File System Implemenation Issues
Paranoid professor is at it again and wants to now remove data from his file system. What does he do?
Rm a file? Nope, some other processes might have the data opened and running. Also rm file will not actually remove the data from a file system. It just makes the data not visible, but with some tools the datacan be recovered by people trying to steal paranoid professor's work.
So what can be done? $shred file! It overwrites contents of the file with random data.
Why random data? Because if the file was overwritten with zeroes it could leave hints as to what data was written there before hand. This is because of hdd's microscopic imperfections that does not write data in the same exact place on disk as before.
Where does the random data come from? /dev/random which gets random data from "random" external events. This is a limited resource that can run out.
/dev/urandom has a limitless entropy pool.
You can use the RDRAND instruction with x86... But can you trust it?
Use FIPS standard on deleting data
- melt device //breaks the drive!
- physically shred device //breaks the drive!

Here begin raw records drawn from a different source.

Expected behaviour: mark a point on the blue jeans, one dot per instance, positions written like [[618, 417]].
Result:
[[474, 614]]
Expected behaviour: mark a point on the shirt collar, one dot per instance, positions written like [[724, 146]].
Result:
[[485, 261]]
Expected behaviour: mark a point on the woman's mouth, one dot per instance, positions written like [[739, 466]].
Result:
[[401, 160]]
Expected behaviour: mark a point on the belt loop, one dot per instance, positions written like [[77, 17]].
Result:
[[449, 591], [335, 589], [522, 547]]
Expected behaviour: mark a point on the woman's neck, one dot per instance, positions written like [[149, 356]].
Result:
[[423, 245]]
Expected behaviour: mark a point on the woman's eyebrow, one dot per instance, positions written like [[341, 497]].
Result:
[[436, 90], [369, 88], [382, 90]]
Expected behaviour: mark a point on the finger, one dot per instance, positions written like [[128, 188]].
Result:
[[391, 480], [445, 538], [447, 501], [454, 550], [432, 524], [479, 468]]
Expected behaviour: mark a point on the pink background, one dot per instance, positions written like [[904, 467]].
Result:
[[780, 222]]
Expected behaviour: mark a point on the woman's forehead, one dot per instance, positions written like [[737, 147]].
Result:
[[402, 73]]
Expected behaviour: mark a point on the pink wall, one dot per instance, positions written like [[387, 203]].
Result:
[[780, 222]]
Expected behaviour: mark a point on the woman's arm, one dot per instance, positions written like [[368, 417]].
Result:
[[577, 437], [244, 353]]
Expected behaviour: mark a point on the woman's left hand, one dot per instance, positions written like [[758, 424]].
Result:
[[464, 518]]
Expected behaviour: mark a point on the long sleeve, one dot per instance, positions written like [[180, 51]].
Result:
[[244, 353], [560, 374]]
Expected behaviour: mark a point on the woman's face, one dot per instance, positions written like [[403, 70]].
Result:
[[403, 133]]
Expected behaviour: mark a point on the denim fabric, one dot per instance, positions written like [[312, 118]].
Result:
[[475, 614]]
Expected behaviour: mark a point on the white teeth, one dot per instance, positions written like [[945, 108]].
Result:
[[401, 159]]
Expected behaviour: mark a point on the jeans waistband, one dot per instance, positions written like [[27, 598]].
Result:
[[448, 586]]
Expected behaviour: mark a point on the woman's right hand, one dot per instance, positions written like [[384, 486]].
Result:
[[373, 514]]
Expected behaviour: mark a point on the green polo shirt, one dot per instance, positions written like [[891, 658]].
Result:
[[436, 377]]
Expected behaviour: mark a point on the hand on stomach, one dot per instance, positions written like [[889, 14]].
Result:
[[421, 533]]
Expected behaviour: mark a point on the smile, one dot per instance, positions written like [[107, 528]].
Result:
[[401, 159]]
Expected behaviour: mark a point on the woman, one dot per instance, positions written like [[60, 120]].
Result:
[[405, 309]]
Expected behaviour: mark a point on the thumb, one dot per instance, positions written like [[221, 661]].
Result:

- de gauss //breaks the drive!
- overwrite with random data (3 times?)
To really be able to destroy data you have to know all the levels of a data system
Levels of UNIX File System
File Name Components
ex: "/usr/bin/sh" Each individual section of the path name, eg root, usr, and bin are all file components.
File Names (Path names)
Combination of the file name components make up the complete path name of the file.
Inode Number
Number that defines an index number of the file. Contains essential metadata of the file.
Symbolic Links
Contains a reference to another file or directory in the form of an absolute/relative path.
Partition
The logical part of a disk. This block of disk holds the file system. It is possible to have multiple file systems in one disk by creating multiple file systems.
Blocks
Blocks are a collection of sectors. It is a sequence of bytes containing data having a maximum length, known as the block size. Blocks are typically 8192 bytes, or 16 sectors.
Sectors
A sector is the smallest storage unit addressible by a hard drive. They perform read and write commands for the file system. Sectors are typically 512 bytes
BSD File System
Very simple to find free blocks now. It is very fast to allocate memory. A big advantage to BSD file systems is the minimal use of seek time
- Book Sector: Stores machine code to be loaded into RAM to boot Operating System
- Super Block: Contains the file system metadata and defines the file system type, size, status, and information.

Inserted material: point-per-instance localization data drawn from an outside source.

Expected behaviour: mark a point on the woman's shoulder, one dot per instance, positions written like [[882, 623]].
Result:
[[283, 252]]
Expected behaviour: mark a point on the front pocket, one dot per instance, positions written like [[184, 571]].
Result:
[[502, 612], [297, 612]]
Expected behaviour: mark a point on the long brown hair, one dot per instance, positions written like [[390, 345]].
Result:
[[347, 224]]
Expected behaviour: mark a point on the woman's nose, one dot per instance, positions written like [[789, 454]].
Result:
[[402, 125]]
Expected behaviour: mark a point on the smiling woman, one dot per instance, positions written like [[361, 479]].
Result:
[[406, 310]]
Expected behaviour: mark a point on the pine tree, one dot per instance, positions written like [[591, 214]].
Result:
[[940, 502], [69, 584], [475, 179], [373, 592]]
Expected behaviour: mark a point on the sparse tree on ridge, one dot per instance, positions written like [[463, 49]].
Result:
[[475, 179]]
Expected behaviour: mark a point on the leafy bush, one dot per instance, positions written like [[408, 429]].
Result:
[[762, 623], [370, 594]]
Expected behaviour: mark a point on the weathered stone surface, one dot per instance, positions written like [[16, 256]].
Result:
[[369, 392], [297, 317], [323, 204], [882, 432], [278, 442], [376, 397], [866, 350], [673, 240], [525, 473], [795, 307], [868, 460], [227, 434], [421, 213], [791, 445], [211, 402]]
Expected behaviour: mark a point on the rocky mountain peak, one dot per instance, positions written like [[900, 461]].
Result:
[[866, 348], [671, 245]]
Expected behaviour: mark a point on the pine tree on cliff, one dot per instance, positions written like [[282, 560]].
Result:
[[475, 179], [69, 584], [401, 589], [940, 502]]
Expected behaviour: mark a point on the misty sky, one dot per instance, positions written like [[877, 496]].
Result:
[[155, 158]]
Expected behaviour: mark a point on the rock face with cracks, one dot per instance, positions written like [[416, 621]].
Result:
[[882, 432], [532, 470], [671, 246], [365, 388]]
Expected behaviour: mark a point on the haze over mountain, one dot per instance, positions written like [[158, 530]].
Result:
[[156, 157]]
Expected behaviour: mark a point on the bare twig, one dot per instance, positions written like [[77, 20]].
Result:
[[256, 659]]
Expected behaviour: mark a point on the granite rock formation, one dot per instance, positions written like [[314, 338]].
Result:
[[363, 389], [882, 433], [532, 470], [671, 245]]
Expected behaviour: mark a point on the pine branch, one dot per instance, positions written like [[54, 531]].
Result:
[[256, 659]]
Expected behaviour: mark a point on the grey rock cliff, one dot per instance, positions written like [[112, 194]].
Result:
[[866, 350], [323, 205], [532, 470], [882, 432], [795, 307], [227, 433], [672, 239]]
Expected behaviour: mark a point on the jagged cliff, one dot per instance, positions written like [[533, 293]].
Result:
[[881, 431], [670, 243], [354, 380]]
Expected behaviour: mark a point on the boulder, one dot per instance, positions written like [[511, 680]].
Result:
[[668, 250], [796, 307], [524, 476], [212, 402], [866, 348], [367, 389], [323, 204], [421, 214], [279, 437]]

- Block Bitmap: Used to track allocated blocks. Usually a block of bits that would indicate whether a particular disk block is free or in use.
- Inode Table: Contains a listing of all of the inodes, described below, of a file system.
Inodes
An Index number, or inode, is a data structure used to represent a file system object. The inode number of a file can be found by using "ls -i" command and is commonly stored in an inode table. It stores attributes and disk block locations of the file system object's data. The information in an inode is known as the "metadata".

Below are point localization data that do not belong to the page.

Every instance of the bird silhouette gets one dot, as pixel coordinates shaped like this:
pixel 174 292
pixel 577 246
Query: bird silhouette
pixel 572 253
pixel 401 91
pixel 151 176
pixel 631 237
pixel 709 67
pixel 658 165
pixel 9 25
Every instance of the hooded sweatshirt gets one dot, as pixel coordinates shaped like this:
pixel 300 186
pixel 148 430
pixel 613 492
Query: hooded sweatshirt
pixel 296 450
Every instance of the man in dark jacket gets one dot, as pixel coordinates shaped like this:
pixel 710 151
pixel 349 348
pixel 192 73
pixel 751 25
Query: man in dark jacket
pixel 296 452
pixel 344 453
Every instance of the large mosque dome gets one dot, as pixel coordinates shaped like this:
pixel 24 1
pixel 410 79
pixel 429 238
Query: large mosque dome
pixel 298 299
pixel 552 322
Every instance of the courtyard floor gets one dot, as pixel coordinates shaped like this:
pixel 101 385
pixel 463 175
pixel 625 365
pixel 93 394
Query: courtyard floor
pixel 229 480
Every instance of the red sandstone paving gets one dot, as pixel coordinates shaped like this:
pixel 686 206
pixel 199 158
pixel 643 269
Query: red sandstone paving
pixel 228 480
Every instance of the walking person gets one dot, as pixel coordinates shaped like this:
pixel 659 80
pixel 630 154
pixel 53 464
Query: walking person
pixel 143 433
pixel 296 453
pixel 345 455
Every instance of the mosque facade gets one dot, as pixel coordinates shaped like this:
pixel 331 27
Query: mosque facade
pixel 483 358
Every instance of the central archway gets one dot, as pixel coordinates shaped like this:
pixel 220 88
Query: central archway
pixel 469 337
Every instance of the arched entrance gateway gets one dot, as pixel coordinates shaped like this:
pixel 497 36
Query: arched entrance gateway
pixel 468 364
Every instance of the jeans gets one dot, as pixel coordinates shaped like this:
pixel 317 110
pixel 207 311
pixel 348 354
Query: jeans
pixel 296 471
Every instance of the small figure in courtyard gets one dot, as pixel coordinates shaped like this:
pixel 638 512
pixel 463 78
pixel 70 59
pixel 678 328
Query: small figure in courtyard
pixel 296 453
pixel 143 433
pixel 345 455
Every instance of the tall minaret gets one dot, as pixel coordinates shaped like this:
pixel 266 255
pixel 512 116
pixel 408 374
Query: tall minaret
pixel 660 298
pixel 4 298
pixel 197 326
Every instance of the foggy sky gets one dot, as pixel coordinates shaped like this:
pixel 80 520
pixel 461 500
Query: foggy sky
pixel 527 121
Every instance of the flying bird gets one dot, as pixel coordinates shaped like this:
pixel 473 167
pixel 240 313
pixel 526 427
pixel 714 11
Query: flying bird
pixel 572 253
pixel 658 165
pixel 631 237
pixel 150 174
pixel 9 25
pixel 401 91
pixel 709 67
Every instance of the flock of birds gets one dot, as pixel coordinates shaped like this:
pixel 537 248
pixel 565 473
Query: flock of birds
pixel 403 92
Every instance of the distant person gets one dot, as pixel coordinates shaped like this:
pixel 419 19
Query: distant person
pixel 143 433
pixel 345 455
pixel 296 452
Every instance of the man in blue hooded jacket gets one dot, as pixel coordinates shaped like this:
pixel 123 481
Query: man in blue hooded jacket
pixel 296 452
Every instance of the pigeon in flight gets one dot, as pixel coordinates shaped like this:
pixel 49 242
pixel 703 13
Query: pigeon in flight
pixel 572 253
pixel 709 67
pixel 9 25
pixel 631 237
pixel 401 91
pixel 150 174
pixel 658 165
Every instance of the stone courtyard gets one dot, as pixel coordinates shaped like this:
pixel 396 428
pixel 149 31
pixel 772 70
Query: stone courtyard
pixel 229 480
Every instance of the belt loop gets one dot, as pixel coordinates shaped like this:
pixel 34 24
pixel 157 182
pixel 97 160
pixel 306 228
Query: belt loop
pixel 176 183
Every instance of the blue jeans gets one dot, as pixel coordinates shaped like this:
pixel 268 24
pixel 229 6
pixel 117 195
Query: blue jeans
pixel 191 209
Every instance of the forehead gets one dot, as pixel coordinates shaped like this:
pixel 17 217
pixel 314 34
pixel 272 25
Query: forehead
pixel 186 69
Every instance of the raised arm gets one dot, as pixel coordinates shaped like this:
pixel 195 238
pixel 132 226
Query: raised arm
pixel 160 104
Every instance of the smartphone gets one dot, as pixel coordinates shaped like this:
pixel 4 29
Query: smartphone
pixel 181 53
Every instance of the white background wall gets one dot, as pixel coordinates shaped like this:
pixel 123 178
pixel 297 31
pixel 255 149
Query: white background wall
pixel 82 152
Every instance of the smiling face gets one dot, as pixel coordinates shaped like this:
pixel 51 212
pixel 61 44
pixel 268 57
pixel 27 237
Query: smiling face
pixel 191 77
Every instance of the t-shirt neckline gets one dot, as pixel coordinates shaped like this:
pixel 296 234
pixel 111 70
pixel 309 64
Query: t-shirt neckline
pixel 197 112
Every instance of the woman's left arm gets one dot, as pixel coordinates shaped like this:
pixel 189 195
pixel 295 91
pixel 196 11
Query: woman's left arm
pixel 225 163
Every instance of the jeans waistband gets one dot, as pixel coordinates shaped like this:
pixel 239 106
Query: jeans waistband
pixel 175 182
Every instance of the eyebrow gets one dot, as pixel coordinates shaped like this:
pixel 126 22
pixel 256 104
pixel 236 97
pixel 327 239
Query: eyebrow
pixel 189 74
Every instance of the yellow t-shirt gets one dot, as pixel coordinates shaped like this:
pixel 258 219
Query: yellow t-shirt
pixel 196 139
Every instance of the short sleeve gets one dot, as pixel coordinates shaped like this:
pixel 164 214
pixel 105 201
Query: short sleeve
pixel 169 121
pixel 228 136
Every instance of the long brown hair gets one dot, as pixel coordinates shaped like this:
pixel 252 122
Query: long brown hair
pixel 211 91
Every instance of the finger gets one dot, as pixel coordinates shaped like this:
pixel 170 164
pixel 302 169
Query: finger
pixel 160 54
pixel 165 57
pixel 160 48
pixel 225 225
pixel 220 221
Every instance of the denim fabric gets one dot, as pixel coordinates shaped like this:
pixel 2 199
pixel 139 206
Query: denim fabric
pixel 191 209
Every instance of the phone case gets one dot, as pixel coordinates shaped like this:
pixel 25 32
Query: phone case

What's in an inode? Metadata contained in an inode:
- Size: Usually in bytes
- File type: Directory, regular file, symbolic link, etc.
- Permissions: Describes user/group/other access to the file
- Link count: Keeps of the number of hard links to the file
- Timestamp: Contains the time last modified and time last accessed.
- Address of Data Blocks: Pointers to the disk block that stores the file's actual contents
Inodes do not contain all of the metadata of a file. Some metadata must be stored in another location to allow specific features to be implemented.
What is not in an inode?
-
File Name: There is no file name entry in the inode. Instead, another directory entry runs parallel the inode.The reason for separating out the file name from the other metadata is to maintain links to files. Thus, one can have various file names point to the same inode.
Parent Directory: This is for the same reason file names are not included in the inode. Multiple directories can have directory entries that point to the same file. Therefore, there should not be one single parent directory in the inode.
Processes that have file open: The processes would be implemented as a linked list. This leads to bad performance and security issues.
Arguments against hard links
- Complicate user model: Hard links critiziced as a "high maitenance design". They can complicate the design of a program that handles directory trees.
- It is also easy to compute parent directory or the file name from file (with some help). Therefore it is not necessary to keep a hard link count.